3. **Backend-centric docs**
   - Add `docs/backends/prometheus.md` and `docs/backends/clickhouse.md`; move/duplicate content from README.
4. **Operations**
   - Add `docs/operations/setup-prometheus.md`, `setup-clickhouse.md`, `troubleshooting.md`, `cleanup.md`, `macos-setup.md`, `kubernetes.md`; move content from README.
5. **Guides**
   - Add `docs/guides/quickstart.md`, `modes.md`, `data-formats.md`; move content from README.
6. **Reference**
   - Add `docs/reference/cli.md`, `test-metrics.md`, `grafana-dashboard.md`, `example-queries.md`; move content from README.
7. **Slim README**
   - Cut README down to overview, quick start, and doc index; replace old links with `docs/...` links.
8. **Optional**
   - Add `docs/design/architecture.md` and link from `docs/README.md`.

---

## 6. Cross-Cutting Conventions

- **Links:** Prefer relative links from repo root (e.g. `[Modes](docs/guides/modes.md)`) or from `docs/` (e.g. `[Prometheus](backends/prometheus.md)` inside docs).
- **Backend mentions:** In mode/CLI docs, use a short table or sentence: “Supported backends: Prometheus (all modes), ClickHouse (watch only).”
- **One diagram:** Keep one high-level diagram in README or `design/architecture.md`; avoid duplicating large ASCII art in multiple files.
- **CLI and defaults:** Single source of truth in `reference/cli.md`; guides and backend docs can quote the relevant subset.
- **Version/legal:** Keep “Version” and “License” in root README (or CONTRIBUTING.md if you add one).

---

## 7. Future: VictoriaMetrics / VictoriaDB

When adding a new backend (e.g.
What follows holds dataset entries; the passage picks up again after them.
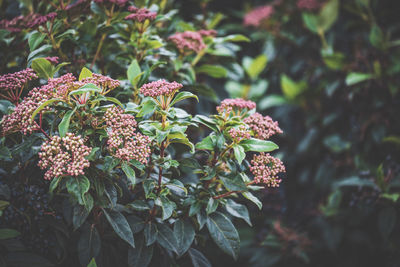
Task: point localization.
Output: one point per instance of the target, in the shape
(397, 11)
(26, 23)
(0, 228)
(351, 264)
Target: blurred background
(329, 72)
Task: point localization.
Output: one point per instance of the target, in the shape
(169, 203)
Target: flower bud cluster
(64, 156)
(230, 104)
(308, 4)
(123, 140)
(20, 118)
(53, 60)
(189, 41)
(140, 14)
(40, 20)
(239, 134)
(120, 3)
(16, 80)
(160, 87)
(256, 16)
(262, 127)
(266, 168)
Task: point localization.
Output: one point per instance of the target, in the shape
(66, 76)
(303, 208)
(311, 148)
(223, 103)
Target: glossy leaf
(120, 225)
(224, 233)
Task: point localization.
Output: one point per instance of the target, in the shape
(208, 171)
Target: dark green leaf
(184, 233)
(238, 210)
(224, 233)
(258, 145)
(89, 245)
(150, 233)
(141, 255)
(120, 225)
(198, 259)
(166, 238)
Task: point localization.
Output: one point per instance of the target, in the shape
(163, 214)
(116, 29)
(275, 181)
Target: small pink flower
(123, 140)
(256, 16)
(237, 105)
(160, 87)
(53, 60)
(262, 127)
(266, 168)
(239, 134)
(64, 156)
(308, 4)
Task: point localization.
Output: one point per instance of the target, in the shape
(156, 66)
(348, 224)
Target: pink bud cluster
(64, 156)
(262, 127)
(40, 20)
(188, 41)
(20, 119)
(16, 80)
(256, 16)
(18, 23)
(160, 87)
(117, 2)
(239, 134)
(308, 4)
(53, 60)
(140, 14)
(123, 140)
(266, 168)
(231, 104)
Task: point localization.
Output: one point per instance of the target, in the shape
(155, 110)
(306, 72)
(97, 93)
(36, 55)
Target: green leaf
(79, 215)
(120, 225)
(357, 77)
(134, 72)
(214, 71)
(8, 233)
(257, 65)
(87, 88)
(89, 245)
(139, 205)
(184, 233)
(206, 121)
(212, 205)
(258, 145)
(235, 38)
(238, 210)
(240, 155)
(166, 238)
(198, 259)
(167, 207)
(253, 199)
(78, 186)
(328, 15)
(43, 105)
(43, 68)
(387, 221)
(290, 88)
(206, 144)
(311, 22)
(141, 255)
(130, 173)
(150, 233)
(233, 184)
(85, 73)
(92, 263)
(35, 39)
(148, 106)
(64, 124)
(224, 233)
(54, 183)
(181, 96)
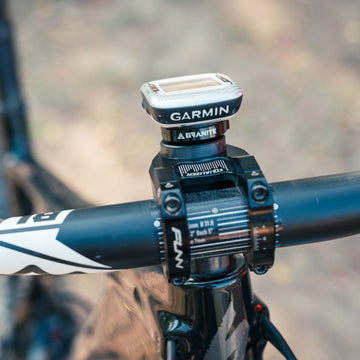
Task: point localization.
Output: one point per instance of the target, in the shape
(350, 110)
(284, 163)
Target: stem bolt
(259, 192)
(172, 204)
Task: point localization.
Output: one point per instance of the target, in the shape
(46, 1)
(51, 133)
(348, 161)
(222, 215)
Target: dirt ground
(298, 63)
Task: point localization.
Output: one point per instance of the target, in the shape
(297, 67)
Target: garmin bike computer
(191, 100)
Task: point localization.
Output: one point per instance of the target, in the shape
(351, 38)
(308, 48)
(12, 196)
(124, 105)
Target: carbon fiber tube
(317, 209)
(97, 239)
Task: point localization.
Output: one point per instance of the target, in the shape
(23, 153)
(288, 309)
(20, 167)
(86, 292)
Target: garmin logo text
(201, 114)
(177, 243)
(198, 134)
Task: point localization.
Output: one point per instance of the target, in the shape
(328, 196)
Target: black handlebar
(317, 209)
(130, 235)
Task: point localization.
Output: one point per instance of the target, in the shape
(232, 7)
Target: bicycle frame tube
(142, 316)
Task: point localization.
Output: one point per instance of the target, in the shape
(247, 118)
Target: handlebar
(130, 235)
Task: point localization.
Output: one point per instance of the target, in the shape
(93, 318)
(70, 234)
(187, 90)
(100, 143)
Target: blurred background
(298, 62)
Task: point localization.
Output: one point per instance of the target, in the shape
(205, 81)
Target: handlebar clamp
(261, 214)
(174, 224)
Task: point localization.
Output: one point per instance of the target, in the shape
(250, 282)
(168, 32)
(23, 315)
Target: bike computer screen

VictoriaMetrics, which speaks Prometheus Remote Write):

- Add `docs/backends/victoriametrics.md` (or `victoriadb.md`) with URL format, any extra flags, and differences from Prometheus.
- In `docs/README.md` and root README, add one line to the “Ingestion backends” section.
- In `docs/guides/modes.md` and `reference/cli.md`, extend the “which backends support which mode” table and flags.
- No need to duplicate full setup/troubleshooting if it matches Prometheus; link to `backends/prometheus.md` and note compatibility where relevant.

---

## 8. Checklist Before Calling Done

- [ ] All current README links resolve (no 404s).
- [ ] README is under ~200 lines and ends with doc index.
- [ ] `docs/README.md` lists every new doc with link and one-line description.
- [ ] Prometheus vs ClickHouse (and modes) are clearly separated in backends and guides.
- [ ] Setup, troubleshooting, and cleanup live under `docs/operations/`.
- [ ] Mage is documented in `docs/reference/magefile.md` and linked from root README.
- [ ] Optional: `docs/design/architecture.md` exists and is linked from index.

This plan gives you a single place to extend when you add VictoriaDB/VictoriaMetrics or another backend, and keeps the root README short while all detailed docs live under `docs/` with a clear structure by topic and backend.